The compressibility factor for a real gas at high pressure is ____.
A. $1 + \dfrac{{RT}}{{Pb}}$
B. 1
C. $1 + \dfrac{{Pb}}{{RT}}$
D. $\dfrac{{Pb}}{{RT}}$

Answer 1

The compressibility factor is a thermodynamic property for modifying the ideal gas equation to account for behavior of real gases and is denoted using Z. The compressibility can be found using the formula $Z = \dfrac{{PV}}{{RT}}$. Find the compressibility factor using the real gas equation.

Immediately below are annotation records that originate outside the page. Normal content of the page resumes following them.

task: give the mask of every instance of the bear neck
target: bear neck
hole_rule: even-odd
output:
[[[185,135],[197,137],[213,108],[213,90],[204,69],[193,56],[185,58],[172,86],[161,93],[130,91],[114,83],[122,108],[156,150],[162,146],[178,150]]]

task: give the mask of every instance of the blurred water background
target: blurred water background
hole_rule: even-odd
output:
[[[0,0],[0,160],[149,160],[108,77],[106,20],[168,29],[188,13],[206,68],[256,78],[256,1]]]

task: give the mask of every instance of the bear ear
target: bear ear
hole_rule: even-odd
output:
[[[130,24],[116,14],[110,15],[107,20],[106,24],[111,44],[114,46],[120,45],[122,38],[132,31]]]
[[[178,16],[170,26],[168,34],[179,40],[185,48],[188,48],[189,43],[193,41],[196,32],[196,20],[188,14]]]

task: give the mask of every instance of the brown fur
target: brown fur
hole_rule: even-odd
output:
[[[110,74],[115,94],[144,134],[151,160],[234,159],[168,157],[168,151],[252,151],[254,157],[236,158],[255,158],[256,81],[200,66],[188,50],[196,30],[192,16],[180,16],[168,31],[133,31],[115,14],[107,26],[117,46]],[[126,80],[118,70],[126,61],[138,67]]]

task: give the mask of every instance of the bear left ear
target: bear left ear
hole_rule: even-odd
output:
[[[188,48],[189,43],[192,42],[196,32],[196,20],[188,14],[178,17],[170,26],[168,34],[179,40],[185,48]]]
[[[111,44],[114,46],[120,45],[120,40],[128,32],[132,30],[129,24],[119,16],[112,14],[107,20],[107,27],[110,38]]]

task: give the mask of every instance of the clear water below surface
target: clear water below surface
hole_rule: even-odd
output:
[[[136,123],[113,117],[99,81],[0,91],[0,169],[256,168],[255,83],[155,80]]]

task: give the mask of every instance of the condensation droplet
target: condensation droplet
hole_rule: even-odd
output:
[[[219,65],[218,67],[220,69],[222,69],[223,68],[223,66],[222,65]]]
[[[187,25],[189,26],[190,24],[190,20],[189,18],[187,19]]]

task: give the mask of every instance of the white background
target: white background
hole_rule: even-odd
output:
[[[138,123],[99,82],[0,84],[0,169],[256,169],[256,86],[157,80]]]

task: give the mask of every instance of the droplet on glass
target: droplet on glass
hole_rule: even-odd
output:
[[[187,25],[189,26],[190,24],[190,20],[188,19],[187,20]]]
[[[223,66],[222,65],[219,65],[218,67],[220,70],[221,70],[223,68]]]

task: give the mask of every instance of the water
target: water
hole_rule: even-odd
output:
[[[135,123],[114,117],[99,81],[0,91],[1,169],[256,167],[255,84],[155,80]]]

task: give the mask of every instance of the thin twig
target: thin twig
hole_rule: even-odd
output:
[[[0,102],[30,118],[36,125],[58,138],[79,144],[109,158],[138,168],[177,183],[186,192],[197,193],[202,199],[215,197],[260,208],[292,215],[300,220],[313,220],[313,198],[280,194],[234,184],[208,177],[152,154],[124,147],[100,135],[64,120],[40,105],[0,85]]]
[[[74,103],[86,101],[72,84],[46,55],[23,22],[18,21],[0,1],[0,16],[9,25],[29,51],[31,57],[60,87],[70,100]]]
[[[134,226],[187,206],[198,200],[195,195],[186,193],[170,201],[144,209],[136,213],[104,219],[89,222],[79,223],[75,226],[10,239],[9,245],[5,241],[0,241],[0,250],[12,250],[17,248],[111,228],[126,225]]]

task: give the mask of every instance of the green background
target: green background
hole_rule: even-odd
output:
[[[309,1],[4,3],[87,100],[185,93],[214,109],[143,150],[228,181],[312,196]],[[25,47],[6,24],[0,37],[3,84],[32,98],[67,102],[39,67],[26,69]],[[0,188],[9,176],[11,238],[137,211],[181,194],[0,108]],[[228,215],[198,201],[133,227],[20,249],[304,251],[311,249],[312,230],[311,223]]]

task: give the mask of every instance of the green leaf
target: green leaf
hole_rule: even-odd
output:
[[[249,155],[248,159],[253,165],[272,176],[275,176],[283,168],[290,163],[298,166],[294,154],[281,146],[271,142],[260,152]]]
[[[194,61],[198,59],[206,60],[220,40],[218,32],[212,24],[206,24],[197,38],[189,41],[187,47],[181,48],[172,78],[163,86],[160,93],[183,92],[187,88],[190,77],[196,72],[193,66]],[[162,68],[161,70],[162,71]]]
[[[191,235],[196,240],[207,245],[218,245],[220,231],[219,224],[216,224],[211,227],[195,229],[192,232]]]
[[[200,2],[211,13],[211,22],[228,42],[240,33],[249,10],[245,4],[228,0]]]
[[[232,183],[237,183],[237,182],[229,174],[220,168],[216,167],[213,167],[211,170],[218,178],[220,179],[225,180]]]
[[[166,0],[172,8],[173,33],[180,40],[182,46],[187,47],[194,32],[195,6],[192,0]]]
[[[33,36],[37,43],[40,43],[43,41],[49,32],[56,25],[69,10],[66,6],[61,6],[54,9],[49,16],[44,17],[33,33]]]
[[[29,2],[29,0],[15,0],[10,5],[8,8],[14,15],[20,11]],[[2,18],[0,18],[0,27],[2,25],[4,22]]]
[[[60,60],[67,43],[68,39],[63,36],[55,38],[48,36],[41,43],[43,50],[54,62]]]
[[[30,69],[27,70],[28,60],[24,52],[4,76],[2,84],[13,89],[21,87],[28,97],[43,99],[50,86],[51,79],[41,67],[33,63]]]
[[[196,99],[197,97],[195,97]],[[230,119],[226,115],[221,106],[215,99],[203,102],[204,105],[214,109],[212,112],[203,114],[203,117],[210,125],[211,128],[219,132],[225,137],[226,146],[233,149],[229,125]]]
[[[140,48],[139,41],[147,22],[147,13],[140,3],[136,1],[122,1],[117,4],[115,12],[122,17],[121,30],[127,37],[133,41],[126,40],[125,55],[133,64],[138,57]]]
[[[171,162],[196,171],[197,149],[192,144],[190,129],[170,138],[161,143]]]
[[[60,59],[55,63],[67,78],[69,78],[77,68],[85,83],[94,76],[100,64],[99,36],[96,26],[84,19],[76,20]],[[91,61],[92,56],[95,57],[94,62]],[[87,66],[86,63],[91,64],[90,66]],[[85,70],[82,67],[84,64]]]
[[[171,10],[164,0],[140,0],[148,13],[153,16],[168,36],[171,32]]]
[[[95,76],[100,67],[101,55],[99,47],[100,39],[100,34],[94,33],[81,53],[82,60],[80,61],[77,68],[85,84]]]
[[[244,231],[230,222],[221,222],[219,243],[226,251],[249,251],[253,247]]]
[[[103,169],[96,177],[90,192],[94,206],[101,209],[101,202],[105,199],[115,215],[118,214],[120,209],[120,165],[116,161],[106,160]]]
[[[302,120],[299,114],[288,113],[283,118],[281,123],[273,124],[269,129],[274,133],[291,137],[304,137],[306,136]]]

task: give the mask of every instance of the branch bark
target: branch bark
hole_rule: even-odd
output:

Complete answer: or Complete step by step answer:
We are given to find the compressibility factor for a real gas at high pressure.
We are using the real gas equation to find the compressibility factor.
Real gas equation is also known as van der Waals equation.
Real gas equation is $\left( {P + \dfrac{a}{{{V^2}}}} \right)\left( {V - b} \right) = RT$, where P is the pressure, V is the volume, T is the temperature, R is the ideal gas constant, a is the constant for attraction between the molecules of the real gas and b is the volume taken up by those molecules.
When the pressure is high then the volume is less, because the volume of a given gas is inversely proportional to pressure at constant temperature.
This means, the volume is less and the particles collide with the walls more frequently and the attraction decreases.
Therefore the term $\dfrac{a}{{{V^2}}}$ will be negligible, almost equals to zero.
Then the real gas equation becomes
$\left( {P + 0} \right)\left( {V - b} \right) = RT \\\ \Rightarrow PV - Pb = RT \\\ \Rightarrow \dfrac{{PV - Pb}}{{RT}} = 1 \\\ \Rightarrow \dfrac{{PV}}{{RT}} - \dfrac{{Pb}}{{RT}} = 1 \\\ \Rightarrow \dfrac{{PV}}{{RT}} = 1 + \dfrac{{Pb}}{{RT}} \\\$
But we know that the compressibility factor is equal to $Z = \dfrac{{PV}}{{RT}}$, substitute Z in the place of PV/RT in the above equation.
$\dfrac{{PV}}{{RT}} = 1 + \dfrac{{Pb}}{{RT}} \\\ \because Z = \dfrac{{PV}}{{RT}} \\\ \therefore Z = 1 + \dfrac{{Pb}}{{RT}} \\\$
Therefore, the compressibility factor Z for a real gas at high pressure is $1 + \dfrac{{Pb}}{{RT}}$
The correct option is Option C, $1 + \dfrac{{Pb}}{{RT}}$

So, the correct answer is “Option C”.

Note:
The compressibility factor is used as a correction factor to ideal behavior. Do not confuse compressibility factor with isothermal compressibility coefficient as the isothermal compressibility coefficient is the fractional change in volume when there is a change in pressure at constant temperature.